Allerdings beinhaltet dieses Buch auch andere Erzählungen, auf die ich kurz eingehen möchte, da sie in den vorigen Rezensionen zu kurz gekommen sind.
"Tristan" ist ein Frühwerk von Thomas Mann. Seine Leser werden den Schauplatz wiedererkennen, ein Sanatorium in den Schweizer Alpen. Der Protagonist: Ein Möchtegern-Schriftsteller, ein Einzelgänger und schwieriger Mensch. Die Frau eines Großkaufmanns taucht auf und die Szene für ein sehr problematisches, platonisches Liebesverhältnis ist gesetzt. Sehr gut zu lesen und mit der für Mann typische klare Psychologie ausgestattet.
Danach kommt meine Lieblingsgeschichte, "Die vertauschten Köpfe". Diese Erzählung ist in der indischen Märchenwelt angesiedelt, voller Wunder und farbenprächtig erzählt. Man könnte meinen, dass ein Inder diese Geschichte erzählt hätte. Eine ergreifende Handlung, wunderschön geschrieben und sehr weise. Eines der Spätwerke von Mann.
Dann geht es weiter mit einer sehr kurzen Erzählung, "Gladius Dei", in der es um die Unantastbarkeit der Heiligen Jungfrau Maria geht und um die Entfremdung von Religion und Heiligtum in der modernen Welt.

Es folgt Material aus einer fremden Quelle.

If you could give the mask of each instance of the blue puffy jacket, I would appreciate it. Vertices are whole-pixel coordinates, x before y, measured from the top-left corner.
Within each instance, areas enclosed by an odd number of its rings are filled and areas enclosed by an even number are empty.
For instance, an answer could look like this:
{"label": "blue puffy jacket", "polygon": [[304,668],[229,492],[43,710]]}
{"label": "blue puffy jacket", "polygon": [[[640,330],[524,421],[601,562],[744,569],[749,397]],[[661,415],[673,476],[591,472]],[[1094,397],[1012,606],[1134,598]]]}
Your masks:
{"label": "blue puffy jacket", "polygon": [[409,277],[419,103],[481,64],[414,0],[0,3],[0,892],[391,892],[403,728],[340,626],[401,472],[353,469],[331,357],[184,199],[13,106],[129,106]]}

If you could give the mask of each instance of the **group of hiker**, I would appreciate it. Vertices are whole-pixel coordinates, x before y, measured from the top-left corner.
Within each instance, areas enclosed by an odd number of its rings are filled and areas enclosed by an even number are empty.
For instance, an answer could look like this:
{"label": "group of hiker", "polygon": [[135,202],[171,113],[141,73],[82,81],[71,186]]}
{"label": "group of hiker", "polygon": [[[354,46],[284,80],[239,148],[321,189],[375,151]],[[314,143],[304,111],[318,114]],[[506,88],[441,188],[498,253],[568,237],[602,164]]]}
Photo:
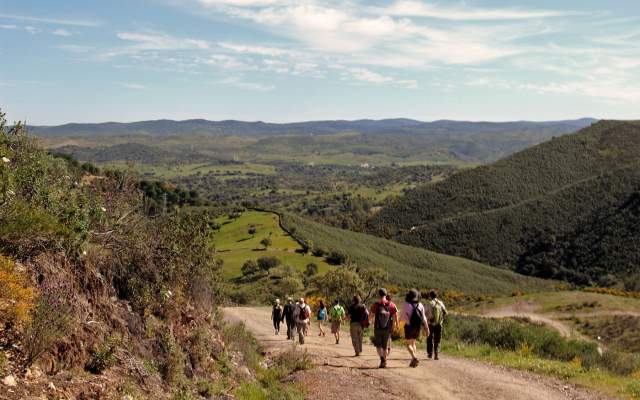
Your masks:
{"label": "group of hiker", "polygon": [[[316,313],[318,336],[324,337],[326,335],[324,327],[329,322],[331,333],[334,335],[336,344],[339,344],[342,324],[348,320],[351,343],[355,356],[358,357],[362,354],[365,330],[373,324],[373,345],[380,356],[379,367],[386,368],[387,358],[391,352],[392,333],[394,330],[399,331],[400,323],[404,322],[405,343],[411,356],[409,366],[415,368],[420,363],[416,340],[420,338],[421,333],[427,338],[427,356],[438,360],[442,324],[447,309],[438,298],[437,292],[435,290],[429,291],[427,302],[423,304],[420,292],[416,289],[409,290],[400,312],[386,289],[378,290],[378,297],[378,301],[373,303],[371,307],[367,307],[362,298],[355,295],[346,309],[340,300],[335,300],[329,308],[323,301],[320,301]],[[271,319],[276,335],[280,334],[280,325],[285,322],[287,339],[295,340],[297,336],[298,342],[304,344],[305,337],[309,335],[311,327],[311,307],[304,298],[300,298],[294,303],[293,298],[289,297],[284,306],[280,304],[279,299],[276,299]]]}

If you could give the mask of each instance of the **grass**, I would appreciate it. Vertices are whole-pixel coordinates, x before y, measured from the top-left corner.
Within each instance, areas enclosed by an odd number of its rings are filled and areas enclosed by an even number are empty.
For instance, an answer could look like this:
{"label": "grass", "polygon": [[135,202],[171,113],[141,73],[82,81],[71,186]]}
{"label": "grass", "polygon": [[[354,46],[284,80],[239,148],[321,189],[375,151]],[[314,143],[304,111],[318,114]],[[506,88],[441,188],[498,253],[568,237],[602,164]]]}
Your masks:
{"label": "grass", "polygon": [[[108,167],[126,169],[127,163],[124,161],[114,161],[105,164]],[[197,174],[214,174],[219,179],[243,178],[248,174],[273,175],[275,167],[260,163],[244,163],[220,165],[217,163],[193,163],[180,165],[152,165],[136,163],[134,168],[141,175],[151,175],[157,179],[174,179],[182,176]]]}
{"label": "grass", "polygon": [[[225,216],[217,222],[221,227],[214,236],[214,245],[218,257],[224,261],[222,273],[228,280],[242,276],[240,270],[247,260],[257,260],[265,256],[277,257],[283,264],[299,271],[304,271],[310,263],[318,266],[320,274],[324,274],[330,268],[321,257],[297,252],[296,250],[302,250],[302,247],[280,228],[276,214],[247,211],[239,218],[230,219]],[[255,234],[249,234],[250,227],[255,227]],[[260,241],[266,237],[271,239],[272,244],[265,250]]]}
{"label": "grass", "polygon": [[314,249],[325,253],[337,251],[356,264],[385,269],[391,276],[391,283],[399,286],[506,295],[514,290],[548,291],[554,285],[552,281],[532,279],[463,258],[332,228],[290,214],[283,215],[282,221],[297,238],[313,242]]}
{"label": "grass", "polygon": [[572,384],[592,388],[610,396],[640,399],[640,373],[617,376],[602,369],[585,369],[579,360],[548,360],[521,352],[496,349],[487,344],[469,344],[444,340],[442,352],[447,355],[490,362],[523,371],[550,375]]}
{"label": "grass", "polygon": [[234,391],[236,398],[243,400],[303,400],[304,388],[297,384],[283,383],[282,379],[296,371],[313,368],[313,363],[306,352],[295,348],[280,353],[268,360],[269,367],[264,366],[263,347],[249,333],[243,324],[225,325],[222,330],[225,343],[229,348],[243,355],[247,367],[255,372],[255,380],[245,380]]}
{"label": "grass", "polygon": [[[529,293],[518,297],[500,297],[492,302],[468,305],[462,308],[461,311],[477,314],[517,303],[528,303],[537,306],[537,313],[552,314],[558,317],[571,316],[575,313],[598,312],[607,314],[612,312],[638,312],[640,310],[640,299],[565,290]],[[593,307],[591,307],[592,305]]]}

Das Thema ist auch heute noch (mehr denn je) aktuell, allerdings habe ich mich mit dieser kleinen Geschichte nicht so richtig anfreunden können, da Mann hier zu sehr moralisierend den Finger hebt.
Anders sieht es wieder mit der kurzen Erzählung "Schwere Stunde" aus, eigentlich nichts mehr als eine Momentaufnahme im Schaffensprozess von Schiller. Eine kleine, aber feine Studie über Schiller, seine Ängste und Zweifel in einer schweren Stunde des Schaffens (oder eher Nicht-Schaffens).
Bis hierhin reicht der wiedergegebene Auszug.